Blood flow to the heart has to increase during exercise in order to match the increased need of oxygen. But when 18 healthy people were given the equivalent of two cups of coffee, scientists found that blood flow increase during exercise was much lower than when they exercised without having consumed coffee.
This effect was even stronger when the participants were in a chamber simulating high altitude, said the scientists at the University Hospital in Zurich.
They say that although caffeine drinks are known to stimulate the brain, their results show that caffeine is unlikely to boost athletic performance.
This counters previous research suggesting that caffeine-based drinks may help sportspeople. A UK team previously reported that introducing caffeine into sports drinks increased the rate in which carbohydrate is delivered to the athlete. Many professional sportspeople already take caffeine tablets to boost their performance.
The Swiss researchers said however that their research could also "raise safety questions in patients with reduced coronary flow reserve, as seen in coronary artery disease, particularly before physical exercise and at high-altitude exposure".
Reported in the 17 January issue of the Journal of the American College of Cardiology (vol 47, pp405-410), the research investigated the effects on young people who were regular coffee drinkers but they did not drink any coffee for 36 hours prior to the tests.
PET scans were used to show blood flow in the hearts of 10 participants before and immediately after they rode a stationary exercise bicycle. Then they were given 200mg of caffeine in a tablet, and the exercise test was repeated 50 minutes later.
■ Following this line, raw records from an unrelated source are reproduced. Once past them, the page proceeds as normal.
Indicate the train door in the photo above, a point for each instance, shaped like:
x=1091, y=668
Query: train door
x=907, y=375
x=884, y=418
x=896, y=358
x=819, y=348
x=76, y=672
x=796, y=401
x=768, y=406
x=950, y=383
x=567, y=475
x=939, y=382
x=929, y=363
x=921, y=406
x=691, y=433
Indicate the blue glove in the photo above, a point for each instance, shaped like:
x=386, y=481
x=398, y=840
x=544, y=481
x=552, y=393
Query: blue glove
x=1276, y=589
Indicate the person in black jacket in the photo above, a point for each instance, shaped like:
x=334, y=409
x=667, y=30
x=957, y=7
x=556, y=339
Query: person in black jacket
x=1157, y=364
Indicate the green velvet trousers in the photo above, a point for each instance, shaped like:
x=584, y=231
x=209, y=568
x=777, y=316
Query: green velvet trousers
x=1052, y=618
The caffeine dose did not affect blood flow within the heart muscle while the participants were at rest. However, the blood flow measurements taken immediately after exercise were significantly lower when the participants had taken caffeine tablets.
The ratio of exercise blood flow to resting blood flow, called the myocardial flow reserve, was 22 per cent lower in the group at normal air pressure after ingesting caffeine.
This was even lower in a second group who exercised in a chamber simulating the air at about 15,000 feet (4,500 meters) altitude. (39 per cent lower).
Author Dr Philipp Kaufmann said that caffeine may block certain receptors in the walls of blood vessels, interfering with the normal process by which adenosine signals blood vessels to dilate in response to the demands of physical activity.
"We now have good evidence that, at the level of myocardial blood flow, caffeine is not a useful stimulant. It may be a stimulant at the cerebral level in terms of being more awake and alert, which may subjectively give the feeling of having better physical performance. But I now would not recommend that any athlete drink caffeine before sports," he said.
Dr Kaufmann added that the study was not designed to measure athletic performance but even though it was small, the differences were large enough for the team to be confident that the effect of caffeine on heart muscle blood flow is real.
They pointed out that longer studies of people with heart disease will be needed in order to understand whether the blood flow effects have important health consequences.